| |
| |
| |
VII. Bij Lindeboom, en verderop.
't Wonderlijkst is, als je daar uit die Schavensteeg door zoo'n lange barst in de muren en over 'n besmuikt vunzend plaatsje heen bij Lindeboom in 't schaftlokaal binnenkomt. Want al wat je er van verwacht had, - zeker niet die met zekere statie ingerichte tentoonstellingzaal. Menige kunstkooper toch zou Lindeboom deze showroom benijden. Een kloeke, vierkante ruimte onder een wijde glaslantaarn, klaar van 't blank invallende daglicht tusschen die gribussen en krotten er omheen, dat je er verbouwereerd van staat te kijken. De hooge wanden heeft hij pas nieuw behangen met een waarlijk tonig mosgroen papier boven breede, eikebruine lambriseeringen; en er hangt zoo warempel rondom een collectie meest groote schilderijen, sommige alsof 't oude doeken zijn, die zeer zeker pleiten voor den ongemeenen smaak van dezen slaapstee-bollebof.
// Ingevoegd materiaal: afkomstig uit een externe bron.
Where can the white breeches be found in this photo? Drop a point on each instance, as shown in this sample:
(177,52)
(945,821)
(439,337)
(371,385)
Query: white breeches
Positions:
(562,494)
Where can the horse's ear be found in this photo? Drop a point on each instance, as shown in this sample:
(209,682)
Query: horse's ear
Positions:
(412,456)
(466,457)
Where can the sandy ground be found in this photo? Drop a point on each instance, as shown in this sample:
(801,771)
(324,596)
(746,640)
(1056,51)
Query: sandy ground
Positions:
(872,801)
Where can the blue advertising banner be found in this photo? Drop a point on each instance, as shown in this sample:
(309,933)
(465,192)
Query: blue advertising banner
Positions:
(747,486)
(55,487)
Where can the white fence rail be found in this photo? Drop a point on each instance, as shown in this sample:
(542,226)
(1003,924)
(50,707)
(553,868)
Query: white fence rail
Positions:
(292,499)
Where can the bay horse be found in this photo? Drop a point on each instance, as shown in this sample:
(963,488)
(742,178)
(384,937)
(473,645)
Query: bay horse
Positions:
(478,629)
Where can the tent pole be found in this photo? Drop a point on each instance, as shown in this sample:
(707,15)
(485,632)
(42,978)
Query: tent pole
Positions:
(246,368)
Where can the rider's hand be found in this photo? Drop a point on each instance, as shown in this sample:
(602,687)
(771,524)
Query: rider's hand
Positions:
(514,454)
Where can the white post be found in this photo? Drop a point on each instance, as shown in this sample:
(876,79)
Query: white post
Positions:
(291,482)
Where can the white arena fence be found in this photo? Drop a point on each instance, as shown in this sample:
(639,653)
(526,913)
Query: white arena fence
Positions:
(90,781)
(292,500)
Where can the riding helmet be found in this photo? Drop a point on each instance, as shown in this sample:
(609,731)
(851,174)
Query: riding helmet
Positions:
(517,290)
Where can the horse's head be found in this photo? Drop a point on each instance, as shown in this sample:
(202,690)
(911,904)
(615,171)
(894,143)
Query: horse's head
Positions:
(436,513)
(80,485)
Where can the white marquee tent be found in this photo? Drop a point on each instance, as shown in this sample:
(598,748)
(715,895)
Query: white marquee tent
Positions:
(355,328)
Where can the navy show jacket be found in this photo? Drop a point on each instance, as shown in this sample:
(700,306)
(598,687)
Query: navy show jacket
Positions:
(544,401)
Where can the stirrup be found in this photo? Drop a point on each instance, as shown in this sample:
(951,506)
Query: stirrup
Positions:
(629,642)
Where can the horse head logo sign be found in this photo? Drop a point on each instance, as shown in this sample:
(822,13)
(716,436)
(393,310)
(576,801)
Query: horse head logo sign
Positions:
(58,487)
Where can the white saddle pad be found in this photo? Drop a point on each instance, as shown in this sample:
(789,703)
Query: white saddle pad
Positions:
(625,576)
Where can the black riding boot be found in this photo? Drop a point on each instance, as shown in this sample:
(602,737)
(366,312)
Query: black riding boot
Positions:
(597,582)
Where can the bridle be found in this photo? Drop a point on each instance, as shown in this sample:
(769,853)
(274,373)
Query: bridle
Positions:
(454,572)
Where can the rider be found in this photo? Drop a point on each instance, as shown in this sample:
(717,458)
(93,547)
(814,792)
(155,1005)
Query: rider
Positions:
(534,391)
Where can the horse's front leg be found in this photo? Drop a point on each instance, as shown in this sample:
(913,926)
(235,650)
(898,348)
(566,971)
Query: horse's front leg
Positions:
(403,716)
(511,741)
In die zonderling strak-voorname omgeving is dan de dievenschool gevestigd; - moet je met hoogopgeslagen broekspijpen stappen door 't zaagsel over den vloer, om niet pardoes in 't ongedierte te raken. Je armen stijf tegen 't lijf aan houden, je handen in je zakken, wil je niet overal langs die jonge sjofelaars en al die dallesdekkers strijken, die er over de banken of kop op de tafel liggen te banjeren als bandrekels, en zich aanhoudend de schouders schurken.
Want 't is er stampvol, nu met den Zondag, omdat ze zich dan zóó, in hun armoedsplunje, niet op de straat vertoonen durven.
Zoodra de russen verschijnen, komen ze allemaal onplezierig verrast overeind. ‘Wat zouden ze zoeken?’ Drukke fluistergesprekken worden meteen afgetikt.
| |
| |
'n Oogenblik gespannen stilte; de oogen lenzen scherp, ongerust. Maar dan merken ze wel, dat 't ditmaal om geen aanhouding gaat. En aanmerkelijk verlucht komt hun galgenhumor los, ketsen de rauwe grollen over en weer, langs die gehate dofgajes heen, maar toch rakelings op ons gemikt.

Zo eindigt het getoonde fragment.